Now imagine if that happened to you every single day for a week. We’ve been doing it for years. And why? We have a fucking classist system, and if we had a very circular society instead of being very tower like, we wouldn’t be so quick to fall.

Not to be graphic, but in all honesty, living out here, it’s like having your virginity taken. Now it’s either by your choice or it’s not, there’s no grey area. So when you’re out here, if it wasn’t by your choice your only other option is to constantly be grasping and grasping for survival and that’s all you’re ever doing. There’s no bigger picture.

We all have basic needs — food, water, shelter. If animals, insects can get this right — the spider has said, ‘Hey look, I can do all three things with just my webbing, fucking snails have got a shell. If animals, who are supposedly lower on the food chain, have gotten these things down, they have more intelligence and spirit than we ever will, and we’re supposed to be top notch. I don’t see a cat asking me for change. I don’t see a dog asking me for a divorce, or where are your tickets or, ‘No, you can’t be here next to my lawn.’
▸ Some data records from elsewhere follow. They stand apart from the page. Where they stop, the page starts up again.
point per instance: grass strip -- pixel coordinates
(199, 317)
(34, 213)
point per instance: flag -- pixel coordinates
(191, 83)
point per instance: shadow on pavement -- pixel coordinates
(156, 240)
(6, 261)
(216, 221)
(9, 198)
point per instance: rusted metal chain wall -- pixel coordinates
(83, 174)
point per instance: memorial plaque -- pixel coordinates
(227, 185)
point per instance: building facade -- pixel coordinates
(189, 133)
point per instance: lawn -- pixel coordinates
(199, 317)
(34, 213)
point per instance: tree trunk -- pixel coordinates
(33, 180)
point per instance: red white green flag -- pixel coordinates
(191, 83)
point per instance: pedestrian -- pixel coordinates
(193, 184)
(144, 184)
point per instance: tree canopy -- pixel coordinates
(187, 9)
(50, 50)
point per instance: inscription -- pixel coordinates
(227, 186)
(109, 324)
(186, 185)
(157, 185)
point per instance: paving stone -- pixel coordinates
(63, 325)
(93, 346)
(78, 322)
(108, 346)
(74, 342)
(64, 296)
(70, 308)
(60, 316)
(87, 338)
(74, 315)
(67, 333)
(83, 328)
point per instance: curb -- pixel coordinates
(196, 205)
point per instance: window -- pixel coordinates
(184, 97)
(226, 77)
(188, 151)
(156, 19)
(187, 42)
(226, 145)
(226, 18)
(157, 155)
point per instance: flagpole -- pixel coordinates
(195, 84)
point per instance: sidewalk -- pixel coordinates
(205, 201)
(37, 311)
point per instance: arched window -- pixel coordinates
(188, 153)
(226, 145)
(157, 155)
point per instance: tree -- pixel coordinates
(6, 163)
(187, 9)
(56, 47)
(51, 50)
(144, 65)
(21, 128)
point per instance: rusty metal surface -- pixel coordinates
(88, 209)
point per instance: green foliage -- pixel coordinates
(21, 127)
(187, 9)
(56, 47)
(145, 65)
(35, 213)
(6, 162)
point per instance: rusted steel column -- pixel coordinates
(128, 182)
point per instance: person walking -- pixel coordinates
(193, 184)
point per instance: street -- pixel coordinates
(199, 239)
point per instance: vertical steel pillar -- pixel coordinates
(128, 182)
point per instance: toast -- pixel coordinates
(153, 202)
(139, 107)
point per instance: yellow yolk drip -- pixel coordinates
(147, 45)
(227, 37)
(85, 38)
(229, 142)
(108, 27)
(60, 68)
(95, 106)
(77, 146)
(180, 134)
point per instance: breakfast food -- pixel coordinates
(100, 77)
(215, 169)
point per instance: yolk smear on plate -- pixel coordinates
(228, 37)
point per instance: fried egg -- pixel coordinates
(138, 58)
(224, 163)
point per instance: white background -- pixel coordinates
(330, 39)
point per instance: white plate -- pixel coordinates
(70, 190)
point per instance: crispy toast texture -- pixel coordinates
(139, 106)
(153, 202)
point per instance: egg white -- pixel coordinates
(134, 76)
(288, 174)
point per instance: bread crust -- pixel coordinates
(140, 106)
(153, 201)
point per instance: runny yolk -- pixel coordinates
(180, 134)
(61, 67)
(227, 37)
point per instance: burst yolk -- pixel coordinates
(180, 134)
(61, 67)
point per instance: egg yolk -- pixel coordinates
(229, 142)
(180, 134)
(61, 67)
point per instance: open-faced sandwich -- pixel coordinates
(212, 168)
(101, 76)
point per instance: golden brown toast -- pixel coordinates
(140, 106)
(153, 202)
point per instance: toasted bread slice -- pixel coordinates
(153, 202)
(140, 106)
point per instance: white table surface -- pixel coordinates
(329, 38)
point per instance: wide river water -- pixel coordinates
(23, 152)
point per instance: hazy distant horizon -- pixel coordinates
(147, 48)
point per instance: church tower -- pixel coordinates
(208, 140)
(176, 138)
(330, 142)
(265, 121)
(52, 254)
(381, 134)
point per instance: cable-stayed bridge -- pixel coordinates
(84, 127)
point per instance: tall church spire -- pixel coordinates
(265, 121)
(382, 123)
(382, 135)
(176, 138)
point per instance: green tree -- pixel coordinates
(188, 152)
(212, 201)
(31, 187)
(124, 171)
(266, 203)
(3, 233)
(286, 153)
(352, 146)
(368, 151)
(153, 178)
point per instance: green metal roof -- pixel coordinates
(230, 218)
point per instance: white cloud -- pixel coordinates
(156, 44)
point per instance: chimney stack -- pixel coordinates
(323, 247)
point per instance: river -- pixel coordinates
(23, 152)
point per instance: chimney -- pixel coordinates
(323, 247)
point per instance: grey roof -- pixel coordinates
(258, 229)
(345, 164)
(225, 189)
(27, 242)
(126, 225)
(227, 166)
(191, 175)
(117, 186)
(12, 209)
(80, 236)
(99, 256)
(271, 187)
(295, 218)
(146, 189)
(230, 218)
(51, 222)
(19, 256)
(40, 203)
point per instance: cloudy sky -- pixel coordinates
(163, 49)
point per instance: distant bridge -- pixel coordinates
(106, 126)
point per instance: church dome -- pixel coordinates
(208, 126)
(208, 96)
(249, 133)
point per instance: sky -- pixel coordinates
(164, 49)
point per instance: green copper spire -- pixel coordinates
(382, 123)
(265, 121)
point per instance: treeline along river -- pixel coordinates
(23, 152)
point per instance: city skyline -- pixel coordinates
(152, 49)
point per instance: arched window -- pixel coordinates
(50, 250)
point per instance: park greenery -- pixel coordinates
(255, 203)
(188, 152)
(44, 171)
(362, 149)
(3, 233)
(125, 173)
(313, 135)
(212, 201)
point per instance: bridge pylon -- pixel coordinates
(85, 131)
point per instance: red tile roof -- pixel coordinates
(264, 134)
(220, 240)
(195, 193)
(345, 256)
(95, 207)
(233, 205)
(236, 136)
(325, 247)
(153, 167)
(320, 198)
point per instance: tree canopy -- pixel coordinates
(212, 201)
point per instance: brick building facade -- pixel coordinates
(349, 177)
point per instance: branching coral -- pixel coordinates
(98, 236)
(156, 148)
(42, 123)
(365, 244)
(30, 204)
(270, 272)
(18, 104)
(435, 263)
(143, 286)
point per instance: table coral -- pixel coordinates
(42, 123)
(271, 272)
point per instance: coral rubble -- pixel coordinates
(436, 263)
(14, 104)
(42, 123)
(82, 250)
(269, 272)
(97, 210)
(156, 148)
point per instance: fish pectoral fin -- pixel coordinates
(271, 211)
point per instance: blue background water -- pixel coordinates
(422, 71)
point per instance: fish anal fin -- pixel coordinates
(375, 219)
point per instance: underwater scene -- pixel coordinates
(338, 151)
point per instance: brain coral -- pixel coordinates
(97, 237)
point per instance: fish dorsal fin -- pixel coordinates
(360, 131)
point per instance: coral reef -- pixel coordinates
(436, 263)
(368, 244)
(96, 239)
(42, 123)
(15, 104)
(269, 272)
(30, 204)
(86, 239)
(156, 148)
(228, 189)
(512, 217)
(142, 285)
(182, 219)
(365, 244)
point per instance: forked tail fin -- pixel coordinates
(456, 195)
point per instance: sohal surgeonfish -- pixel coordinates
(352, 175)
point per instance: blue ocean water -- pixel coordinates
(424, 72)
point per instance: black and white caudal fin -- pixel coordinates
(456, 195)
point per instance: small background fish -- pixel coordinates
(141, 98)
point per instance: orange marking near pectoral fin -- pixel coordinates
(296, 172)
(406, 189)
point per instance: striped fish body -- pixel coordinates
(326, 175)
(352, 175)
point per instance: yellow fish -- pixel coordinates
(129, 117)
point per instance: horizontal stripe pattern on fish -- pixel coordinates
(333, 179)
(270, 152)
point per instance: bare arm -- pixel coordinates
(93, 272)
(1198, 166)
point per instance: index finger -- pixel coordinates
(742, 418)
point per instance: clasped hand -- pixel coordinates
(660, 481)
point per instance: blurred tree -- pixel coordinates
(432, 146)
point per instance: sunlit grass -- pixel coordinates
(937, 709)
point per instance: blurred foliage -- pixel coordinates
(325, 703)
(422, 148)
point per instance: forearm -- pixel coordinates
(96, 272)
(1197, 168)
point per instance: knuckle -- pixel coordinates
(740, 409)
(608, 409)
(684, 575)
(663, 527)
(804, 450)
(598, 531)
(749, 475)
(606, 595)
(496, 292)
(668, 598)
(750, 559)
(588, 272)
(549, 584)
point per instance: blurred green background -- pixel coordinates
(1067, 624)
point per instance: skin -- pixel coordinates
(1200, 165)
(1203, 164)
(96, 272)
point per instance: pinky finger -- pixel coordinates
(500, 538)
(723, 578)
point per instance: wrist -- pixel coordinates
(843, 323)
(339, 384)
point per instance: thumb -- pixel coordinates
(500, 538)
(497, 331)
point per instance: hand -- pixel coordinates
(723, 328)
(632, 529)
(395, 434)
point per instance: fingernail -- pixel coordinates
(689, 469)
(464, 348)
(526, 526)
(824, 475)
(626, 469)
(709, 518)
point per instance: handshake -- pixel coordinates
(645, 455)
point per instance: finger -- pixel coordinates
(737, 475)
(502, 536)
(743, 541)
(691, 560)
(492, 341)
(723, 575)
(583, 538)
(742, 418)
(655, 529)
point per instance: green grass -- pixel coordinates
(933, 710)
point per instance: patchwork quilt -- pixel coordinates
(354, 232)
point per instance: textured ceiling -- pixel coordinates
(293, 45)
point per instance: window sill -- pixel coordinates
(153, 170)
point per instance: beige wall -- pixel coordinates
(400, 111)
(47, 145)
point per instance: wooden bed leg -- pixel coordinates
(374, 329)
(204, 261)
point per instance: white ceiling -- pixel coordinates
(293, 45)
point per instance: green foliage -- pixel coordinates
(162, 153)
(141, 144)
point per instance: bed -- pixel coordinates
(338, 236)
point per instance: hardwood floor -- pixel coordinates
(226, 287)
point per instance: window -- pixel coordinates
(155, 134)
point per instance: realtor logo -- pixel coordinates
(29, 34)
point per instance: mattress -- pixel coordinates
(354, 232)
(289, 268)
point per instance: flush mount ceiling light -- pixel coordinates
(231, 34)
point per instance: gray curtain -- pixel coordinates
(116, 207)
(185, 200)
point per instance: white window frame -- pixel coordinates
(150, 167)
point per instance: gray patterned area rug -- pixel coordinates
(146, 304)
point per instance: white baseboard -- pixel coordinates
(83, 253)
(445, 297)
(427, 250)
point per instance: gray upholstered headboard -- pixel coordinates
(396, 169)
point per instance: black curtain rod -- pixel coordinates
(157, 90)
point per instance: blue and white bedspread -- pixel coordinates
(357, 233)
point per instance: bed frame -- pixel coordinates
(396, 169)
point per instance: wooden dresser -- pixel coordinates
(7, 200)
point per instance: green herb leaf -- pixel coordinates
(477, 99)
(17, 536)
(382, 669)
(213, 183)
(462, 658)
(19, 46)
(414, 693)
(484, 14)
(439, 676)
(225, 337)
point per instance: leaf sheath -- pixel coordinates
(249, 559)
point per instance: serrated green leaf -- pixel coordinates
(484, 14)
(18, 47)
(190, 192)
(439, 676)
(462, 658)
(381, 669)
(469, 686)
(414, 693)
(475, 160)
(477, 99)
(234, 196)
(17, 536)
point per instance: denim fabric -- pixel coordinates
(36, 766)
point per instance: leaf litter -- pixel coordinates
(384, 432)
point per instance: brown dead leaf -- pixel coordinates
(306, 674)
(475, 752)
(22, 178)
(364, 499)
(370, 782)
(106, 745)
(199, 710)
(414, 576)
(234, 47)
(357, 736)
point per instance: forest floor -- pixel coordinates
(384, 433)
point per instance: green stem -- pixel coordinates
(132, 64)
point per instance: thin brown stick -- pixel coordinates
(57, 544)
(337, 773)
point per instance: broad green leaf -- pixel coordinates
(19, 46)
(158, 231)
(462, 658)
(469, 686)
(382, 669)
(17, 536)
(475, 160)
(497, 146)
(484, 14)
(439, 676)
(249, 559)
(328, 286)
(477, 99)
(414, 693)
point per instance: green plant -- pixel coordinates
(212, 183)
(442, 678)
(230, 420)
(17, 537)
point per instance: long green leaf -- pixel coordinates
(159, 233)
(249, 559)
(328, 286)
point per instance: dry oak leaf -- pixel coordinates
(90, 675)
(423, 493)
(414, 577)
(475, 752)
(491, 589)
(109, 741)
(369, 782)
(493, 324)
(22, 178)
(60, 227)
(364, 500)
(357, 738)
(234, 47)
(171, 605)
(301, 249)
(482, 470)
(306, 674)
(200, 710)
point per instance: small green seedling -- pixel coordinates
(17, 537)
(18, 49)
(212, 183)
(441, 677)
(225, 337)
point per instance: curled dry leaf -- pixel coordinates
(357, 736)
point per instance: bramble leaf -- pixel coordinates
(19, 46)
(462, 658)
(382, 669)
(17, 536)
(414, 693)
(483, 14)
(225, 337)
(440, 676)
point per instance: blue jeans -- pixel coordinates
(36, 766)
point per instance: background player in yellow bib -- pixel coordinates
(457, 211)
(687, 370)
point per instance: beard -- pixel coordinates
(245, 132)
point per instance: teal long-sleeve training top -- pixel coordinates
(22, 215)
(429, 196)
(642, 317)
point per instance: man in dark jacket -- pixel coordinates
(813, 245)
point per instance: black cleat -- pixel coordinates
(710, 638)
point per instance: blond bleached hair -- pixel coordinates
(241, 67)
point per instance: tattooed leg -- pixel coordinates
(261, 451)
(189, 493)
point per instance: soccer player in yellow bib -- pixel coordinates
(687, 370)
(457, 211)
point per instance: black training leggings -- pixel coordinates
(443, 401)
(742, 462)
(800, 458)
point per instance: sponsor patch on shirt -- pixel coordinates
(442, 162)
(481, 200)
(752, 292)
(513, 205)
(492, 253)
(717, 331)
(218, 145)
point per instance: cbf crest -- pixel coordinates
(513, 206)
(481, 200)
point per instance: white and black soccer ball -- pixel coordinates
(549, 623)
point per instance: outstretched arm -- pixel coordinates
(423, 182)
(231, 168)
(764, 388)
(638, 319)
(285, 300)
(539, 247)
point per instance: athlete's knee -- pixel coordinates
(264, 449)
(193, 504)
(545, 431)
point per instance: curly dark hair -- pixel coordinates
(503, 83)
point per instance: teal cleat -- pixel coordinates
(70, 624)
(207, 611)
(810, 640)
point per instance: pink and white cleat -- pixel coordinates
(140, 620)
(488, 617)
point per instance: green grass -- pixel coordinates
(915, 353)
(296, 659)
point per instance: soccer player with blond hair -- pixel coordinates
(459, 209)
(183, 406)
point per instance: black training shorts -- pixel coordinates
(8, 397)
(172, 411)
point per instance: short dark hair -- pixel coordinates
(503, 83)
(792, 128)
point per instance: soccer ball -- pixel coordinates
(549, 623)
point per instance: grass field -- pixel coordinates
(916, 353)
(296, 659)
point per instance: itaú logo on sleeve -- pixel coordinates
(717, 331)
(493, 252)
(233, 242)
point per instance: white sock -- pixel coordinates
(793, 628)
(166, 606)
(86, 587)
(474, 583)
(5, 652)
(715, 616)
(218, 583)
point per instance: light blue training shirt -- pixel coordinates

No, we do those things. We divide ourselves. We are the first thing that will go running to a cage and call it home, but any other creature would rather be free than stuck in a box of four walls and a ceiling. Nowhere in the amendments does it say I have to live in four walls. No, it says I have to do these other things like not kill people, bear arms, etc.

Eventually we will get it right I think. I hope.

MEMPHIS LAROSE

You know, it’s pretty boring out here, not really anything to do. I’ve lived here for 39 years, so I did all of the going to the museums and, you know, all of the other landmarks.

What I’ve seen over the last 10 or so years is people hate us. It seems like every time they turn around, they’re using their cell phones to call the police on us. They called the police the other day over shopping carts. We don’t have no shopping carts. There were no shopping carts around when he showed up. Just things like that. They don’t want us.

I don’t like walls, I just don’t like ’em. I tried living in, I don’t like indoors. Being out here is way comfortable. It’s a choice being out here, that’s the way I’ve made it for the entire time I’ve lived here. I like being out here. You know, I still pay taxes. I may not pay rent, you know, but you don’t have to.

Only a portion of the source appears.